Ce doit être le cas pour certaines, en effet. Notamment pour les grands collectionneurs qui ont pour habitude d’acheter de la peinture et peuvent ressentir une réticence à cet égard.  Mais la photographie est faite de cela et sa reproductibilité est inhérente au médium. Donc je crois que lorsque l’on aime la photo, qu’on apprend à la connaître, ça ne devient plus un obstacle. D’autant que les gens savent bien qu’il y a l’histoire du tirage, sa qualité et la numérotation qui entrent en ligne de compte. Je m’étonne moi même de constater. Les gens sont d’accord pour la reproductibilité multiple mais tiquent lorsque ça dépasse dix, quinze exemplaires. Prenons quelqu’un comme Mikael Kenna par exemple. Ce dernier fait les éditions les plus larges que nous ayons, à savoir 45 exemplaires. Si l’on regarde ce nombre face à l’audience et aux galeries qui le représentent internationalement, il suffit que chacun de ses représentants vendent trois photos pour qu’elles soient déjà épuisées. Donc c’est assez peu finalement. En resserrant le nombre d’édition, on accroît l’aspect spéculatif. Surtout dans le cas de M. Kenna qui réalise lui même ses tirages. Ça ne me paraît pas si excessif. Notamment par rapport à un tirage jet d’encre décidé à douze ou six exemplaires et sur lesquels le photographe n’aura jamais mis la main… Enfin, on pourrait en discuter pendant des heures ! Surtout quand on a soi-même pratiqué un peu la photo et effectué ses tirages, on fait d’autant mieux la distinction.

Qui ou que vendez-vous le mieux ?
Pour les photographes les plus vendus, et il s’agit de styles très différents, je dirai qu’il y a Mikael Kenna, Pentti Sammallahti, Masao Yamamoto, Sarah Moon et Denis Dailleux.

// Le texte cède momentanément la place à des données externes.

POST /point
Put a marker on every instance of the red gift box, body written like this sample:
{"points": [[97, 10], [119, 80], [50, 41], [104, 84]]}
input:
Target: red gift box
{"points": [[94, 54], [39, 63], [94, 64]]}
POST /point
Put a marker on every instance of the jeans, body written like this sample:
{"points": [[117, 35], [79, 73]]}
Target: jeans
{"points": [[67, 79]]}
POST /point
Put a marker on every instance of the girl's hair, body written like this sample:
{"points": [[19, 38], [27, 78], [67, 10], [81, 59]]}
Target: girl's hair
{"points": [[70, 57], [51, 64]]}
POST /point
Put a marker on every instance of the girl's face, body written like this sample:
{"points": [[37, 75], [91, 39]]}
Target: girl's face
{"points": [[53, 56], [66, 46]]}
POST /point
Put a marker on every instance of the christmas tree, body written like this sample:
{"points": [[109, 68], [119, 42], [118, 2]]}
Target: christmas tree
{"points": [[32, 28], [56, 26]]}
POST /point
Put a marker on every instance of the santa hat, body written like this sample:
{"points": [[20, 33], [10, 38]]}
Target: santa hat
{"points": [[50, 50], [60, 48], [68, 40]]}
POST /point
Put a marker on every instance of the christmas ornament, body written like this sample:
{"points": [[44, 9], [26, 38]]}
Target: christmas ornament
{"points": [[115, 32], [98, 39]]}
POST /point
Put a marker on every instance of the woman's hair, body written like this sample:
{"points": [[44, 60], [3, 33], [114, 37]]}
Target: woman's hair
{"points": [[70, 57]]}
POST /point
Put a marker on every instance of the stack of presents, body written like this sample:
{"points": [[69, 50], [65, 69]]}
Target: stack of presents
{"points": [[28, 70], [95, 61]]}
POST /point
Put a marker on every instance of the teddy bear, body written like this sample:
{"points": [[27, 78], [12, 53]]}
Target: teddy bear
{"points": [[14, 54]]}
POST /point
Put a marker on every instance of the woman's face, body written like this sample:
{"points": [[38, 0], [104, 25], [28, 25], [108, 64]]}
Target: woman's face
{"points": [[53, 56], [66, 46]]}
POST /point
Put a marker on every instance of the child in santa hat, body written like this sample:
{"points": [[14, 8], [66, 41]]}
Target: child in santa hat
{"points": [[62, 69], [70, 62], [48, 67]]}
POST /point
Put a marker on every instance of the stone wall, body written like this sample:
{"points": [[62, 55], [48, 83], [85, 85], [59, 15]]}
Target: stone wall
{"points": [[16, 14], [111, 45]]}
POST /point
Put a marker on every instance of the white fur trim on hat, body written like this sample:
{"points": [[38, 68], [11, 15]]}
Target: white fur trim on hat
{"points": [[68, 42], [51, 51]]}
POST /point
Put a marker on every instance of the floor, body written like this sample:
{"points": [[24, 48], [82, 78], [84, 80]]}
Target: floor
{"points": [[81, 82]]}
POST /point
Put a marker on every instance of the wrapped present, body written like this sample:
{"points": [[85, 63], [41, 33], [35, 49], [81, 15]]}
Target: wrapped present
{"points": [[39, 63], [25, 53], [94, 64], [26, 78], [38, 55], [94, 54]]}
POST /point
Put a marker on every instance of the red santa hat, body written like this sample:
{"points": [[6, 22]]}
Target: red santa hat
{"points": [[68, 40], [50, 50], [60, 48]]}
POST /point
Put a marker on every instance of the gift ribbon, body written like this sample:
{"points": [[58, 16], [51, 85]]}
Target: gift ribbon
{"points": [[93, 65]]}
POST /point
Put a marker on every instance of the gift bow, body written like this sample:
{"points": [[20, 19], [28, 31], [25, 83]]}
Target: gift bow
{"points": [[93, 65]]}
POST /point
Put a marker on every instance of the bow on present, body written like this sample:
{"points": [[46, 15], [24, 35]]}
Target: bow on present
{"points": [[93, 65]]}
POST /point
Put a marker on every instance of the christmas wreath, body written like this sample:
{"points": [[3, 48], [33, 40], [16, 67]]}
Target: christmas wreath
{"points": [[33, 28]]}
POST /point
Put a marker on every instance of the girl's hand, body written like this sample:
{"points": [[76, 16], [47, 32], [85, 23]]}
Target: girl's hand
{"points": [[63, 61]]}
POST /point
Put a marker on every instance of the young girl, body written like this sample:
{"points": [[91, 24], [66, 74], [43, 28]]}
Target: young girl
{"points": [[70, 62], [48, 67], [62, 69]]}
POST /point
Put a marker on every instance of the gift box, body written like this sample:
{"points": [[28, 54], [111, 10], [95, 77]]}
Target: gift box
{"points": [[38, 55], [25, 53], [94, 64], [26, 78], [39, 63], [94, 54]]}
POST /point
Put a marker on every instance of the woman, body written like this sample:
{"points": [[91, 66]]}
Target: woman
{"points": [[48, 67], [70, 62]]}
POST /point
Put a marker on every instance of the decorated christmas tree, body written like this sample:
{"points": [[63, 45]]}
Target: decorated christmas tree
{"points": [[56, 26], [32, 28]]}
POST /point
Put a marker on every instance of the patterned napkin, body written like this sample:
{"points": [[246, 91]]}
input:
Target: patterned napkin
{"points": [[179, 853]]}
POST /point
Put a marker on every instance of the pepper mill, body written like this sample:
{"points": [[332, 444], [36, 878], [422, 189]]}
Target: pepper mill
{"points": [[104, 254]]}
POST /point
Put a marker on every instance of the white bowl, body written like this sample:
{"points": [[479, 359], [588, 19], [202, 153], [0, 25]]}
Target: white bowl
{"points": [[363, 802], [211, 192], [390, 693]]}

La frontière entre l’art contemporain et la photographie étant de plus en plus ténue, comment l’envisagez-vous ? Si vous deviez définir l’idée d’une photographie plasticienne, vous la définiriez comment ?
La photographie plasticienne, c’est une photographie qui s’intéresse a priori à la découverte de nouvelles formes. Je ne saurais pas vraiment la définir. Je pense que l’on a tous des images ou des œuvres qui nous viennent à l’esprit, comme les tirages couleur grand format par exemple, mais cela correspond peut être à une époque révolue. Une photographie qui tendrait vers la peinture via le format …

Avez-vous le sentiment que c’est quelque chose que vous proposez dans votre galerie ?
Si l’on entend par là des photographes ou des artistes qui créent des formes inédites en photographie, je pense que oui. Et en l’occurrence à la photographe coréenne JungJin Lee  dont le travail se rapproche de près de la peinture et du dessin. Mais aussi à l’artiste guatémaltèque Luis Gonzalez Palma que nous exposons acutellement, et qui mêle conjointement la résine ou le tissu, à la photographie.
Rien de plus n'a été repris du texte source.